Второй день троица швецов работала в старой избе Демьяныча. Заказов было много.  Пожилой Демьяныч пустил их «за работу», положив в качестве платы и кормёжку.
- А что, изба-то старая пустует, и вам по дворам мыкаться несподручно. Пока устроитесь, пока инструменты  разложите, уж и день прошёл. И опять-таки, ждите харчей от хозяев ради милости. А промеж нами сразу сговорено: моя Анфиса Петровна кашеварить мастерица, голодными не будете, - при упоминании о жене лицо расплылось в улыбке.

Анфиса Петровна вошла хозяйкой в дом Демьяныча минувшим летом. Тихая, незаметная, робевшая от случайного взгляда, занавешенная низко повязанным платком, она лишь изредка поднимала глаза на мужа, будто просила одобрения.

- Намаялась баба, - откровенничал в первый день постоя хозяин, - три года вдовой прожила в семье свёкра, хоть и в жёнках, почитай, не ходила. Сразу после венчания сгинул по пьяному делу мужик-то её. И ребятишек прижить не успели. Осталась моя Анфисушка «лишним ртом»: в работе первая, за столом последняя. Батрачила по чужим дворам, копеечку свёкру носила, чтоб не попрекали, а пока спину ломала, приданое ее - ярочек да тёлочку - на базар свели. Да что приданое, сундук и тот порушили: ни холстинки, ни шерстинки не оставили. Три года так скиталась, а минувшим летом занеможила, слегла в самый разгар сенокоса. Не знаю, может, пожалели её, а может  руки нужны были, только позвали меня посмотреть. Так я и засмотрелся.
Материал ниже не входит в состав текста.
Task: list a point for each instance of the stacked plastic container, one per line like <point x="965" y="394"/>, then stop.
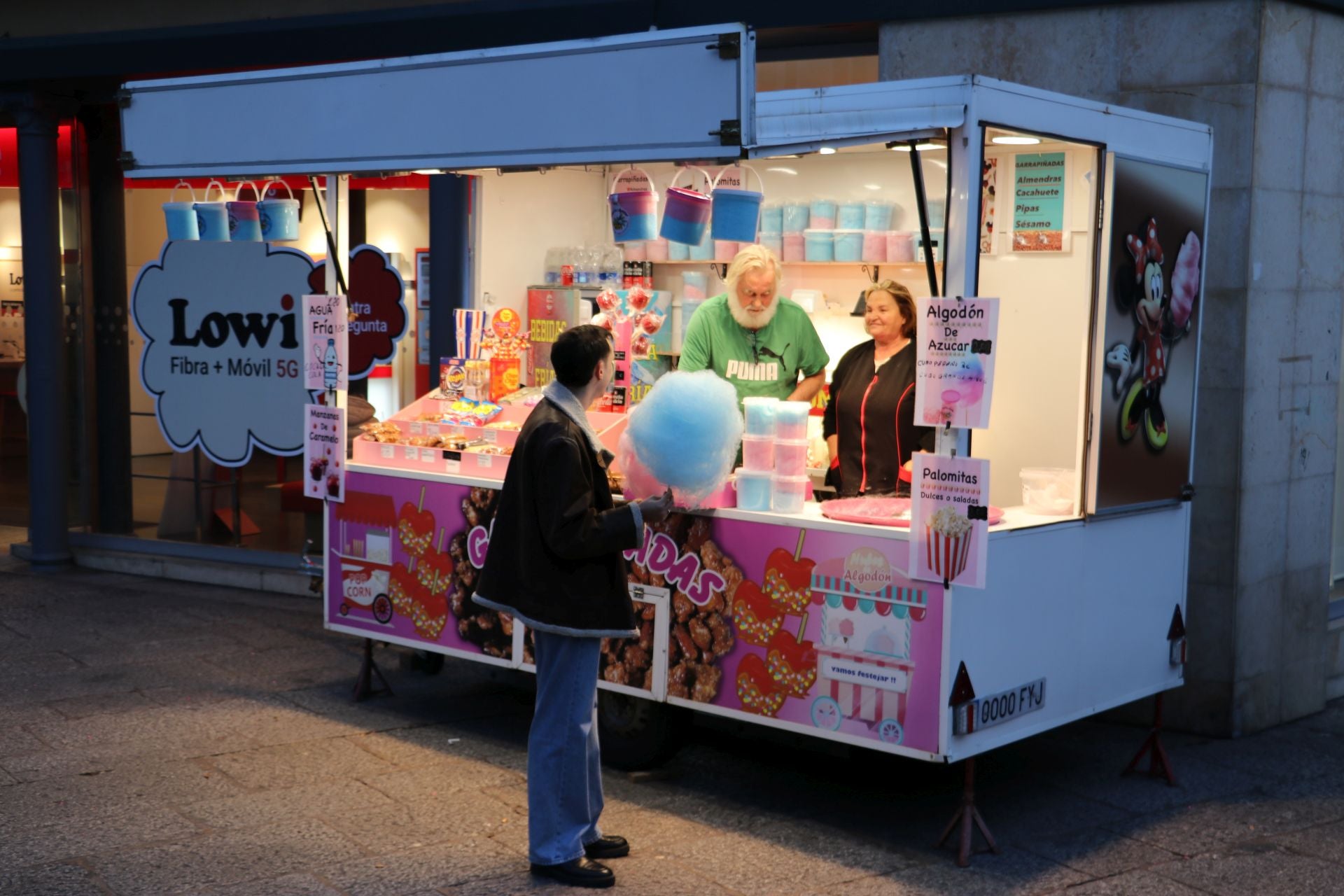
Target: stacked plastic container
<point x="774" y="456"/>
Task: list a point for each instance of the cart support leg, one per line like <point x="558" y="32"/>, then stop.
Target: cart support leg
<point x="368" y="669"/>
<point x="962" y="821"/>
<point x="1159" y="763"/>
Известного на всю округу травника звали врачевать как людей, так и скотинку. Лекарство было неплохим подспорьем для маленькой семьи, потому хозяйство Демьяныча считалось крепким. До минувшего лета мужик проживал вдвоём с дочкой, Анюткой – блаженной, девицей лет двадцати, целыми днями сидевшей взаперти за перегородкой и играющей в соломенные куклы. В былое время швецы, останавливающиеся в гостеприимном доме, часто спрашивали хозяина, почему он не женится, не приведет хозяйку, давно уж вдовствует. Демьяныч лишь отшучивался: мол, не родилась ещё невеста, а потом добавлял тихонько: «Боюсь за Анютку, мачеха, чай, не матушка родная. А девка-то у меня – сами видите». Так и проживали: кабы не травки, совсем худо. Не сетовал Демьяныч, справлял всю работу, за дочкой приглядывал, людям помогал.
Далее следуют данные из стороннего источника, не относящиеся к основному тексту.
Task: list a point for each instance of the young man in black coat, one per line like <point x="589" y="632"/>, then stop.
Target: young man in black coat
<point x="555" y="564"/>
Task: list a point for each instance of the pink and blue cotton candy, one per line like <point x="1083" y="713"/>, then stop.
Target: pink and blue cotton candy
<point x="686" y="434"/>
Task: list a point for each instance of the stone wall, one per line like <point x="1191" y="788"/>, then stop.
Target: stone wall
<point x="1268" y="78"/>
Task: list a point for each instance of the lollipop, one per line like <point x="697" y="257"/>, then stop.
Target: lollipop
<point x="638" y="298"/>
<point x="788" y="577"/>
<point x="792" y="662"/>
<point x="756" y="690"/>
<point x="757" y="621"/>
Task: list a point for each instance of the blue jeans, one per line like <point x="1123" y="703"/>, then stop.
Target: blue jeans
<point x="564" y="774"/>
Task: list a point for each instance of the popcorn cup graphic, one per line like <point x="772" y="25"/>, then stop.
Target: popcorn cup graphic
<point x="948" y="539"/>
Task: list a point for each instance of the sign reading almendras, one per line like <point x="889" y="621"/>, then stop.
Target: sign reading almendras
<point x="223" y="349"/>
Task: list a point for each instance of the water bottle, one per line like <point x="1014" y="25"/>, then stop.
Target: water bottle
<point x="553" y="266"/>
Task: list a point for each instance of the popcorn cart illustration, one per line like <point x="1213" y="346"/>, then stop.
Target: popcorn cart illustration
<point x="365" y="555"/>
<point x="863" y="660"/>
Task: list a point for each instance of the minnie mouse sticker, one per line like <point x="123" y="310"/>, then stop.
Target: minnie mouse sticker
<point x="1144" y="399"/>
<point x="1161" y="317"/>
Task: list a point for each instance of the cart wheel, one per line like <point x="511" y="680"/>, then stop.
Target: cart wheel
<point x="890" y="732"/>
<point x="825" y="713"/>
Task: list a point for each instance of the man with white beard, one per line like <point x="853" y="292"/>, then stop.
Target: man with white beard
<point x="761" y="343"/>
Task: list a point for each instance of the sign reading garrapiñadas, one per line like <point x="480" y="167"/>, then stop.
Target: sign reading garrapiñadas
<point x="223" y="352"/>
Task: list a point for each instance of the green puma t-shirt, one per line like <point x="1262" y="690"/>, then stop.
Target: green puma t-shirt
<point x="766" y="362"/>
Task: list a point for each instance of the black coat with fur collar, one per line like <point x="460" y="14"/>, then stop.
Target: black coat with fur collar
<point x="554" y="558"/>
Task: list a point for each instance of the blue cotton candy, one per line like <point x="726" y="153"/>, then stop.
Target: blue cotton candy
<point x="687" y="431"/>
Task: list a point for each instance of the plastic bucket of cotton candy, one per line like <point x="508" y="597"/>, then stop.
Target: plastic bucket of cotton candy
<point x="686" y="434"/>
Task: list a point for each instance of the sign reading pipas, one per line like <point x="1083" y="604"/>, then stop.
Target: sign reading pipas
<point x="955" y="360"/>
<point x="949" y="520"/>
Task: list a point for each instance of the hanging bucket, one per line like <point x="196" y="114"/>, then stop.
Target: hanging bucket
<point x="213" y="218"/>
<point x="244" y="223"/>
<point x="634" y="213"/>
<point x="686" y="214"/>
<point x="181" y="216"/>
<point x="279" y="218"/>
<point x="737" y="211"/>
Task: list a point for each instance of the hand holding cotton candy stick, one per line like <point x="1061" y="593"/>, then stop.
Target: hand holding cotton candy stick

За обедом оттаял Василий, черпал ложкой наваристые щи, да на Анфису Петровну поглядывал.
«Хороша бабенка. Коли ей смелости чуток, огонька в глаза, плечи расправить да стан развернуть, и пойти, пойти, пойти…»
Напарники жевали молча.
 «Ладно Фимка, из него слова не вытянешь, сидит, иголкой тычет, но Петька-то, Петька. Третий год с нами по деревням шастает, рта не закрывая. Будто подменили парня. Надулся как мышь на крупу. И давеча, кабы не я, выбрасывай шкуру».

-Петька, Петька, что молчишь-то, язык проглотил?
- Так ем, - артельщик быстрее заработал ложкой.
- Да, щи-то наваристы, всем щам щи. Ты мне вот что скажи, стряслось что, беда какая? Будто не в себе ты, парень. Фимка молчит, так от него и в былые времена лишнего слова не дождаться, а ты-то, говорун и весельчак. И в работе небрежность допускать стал.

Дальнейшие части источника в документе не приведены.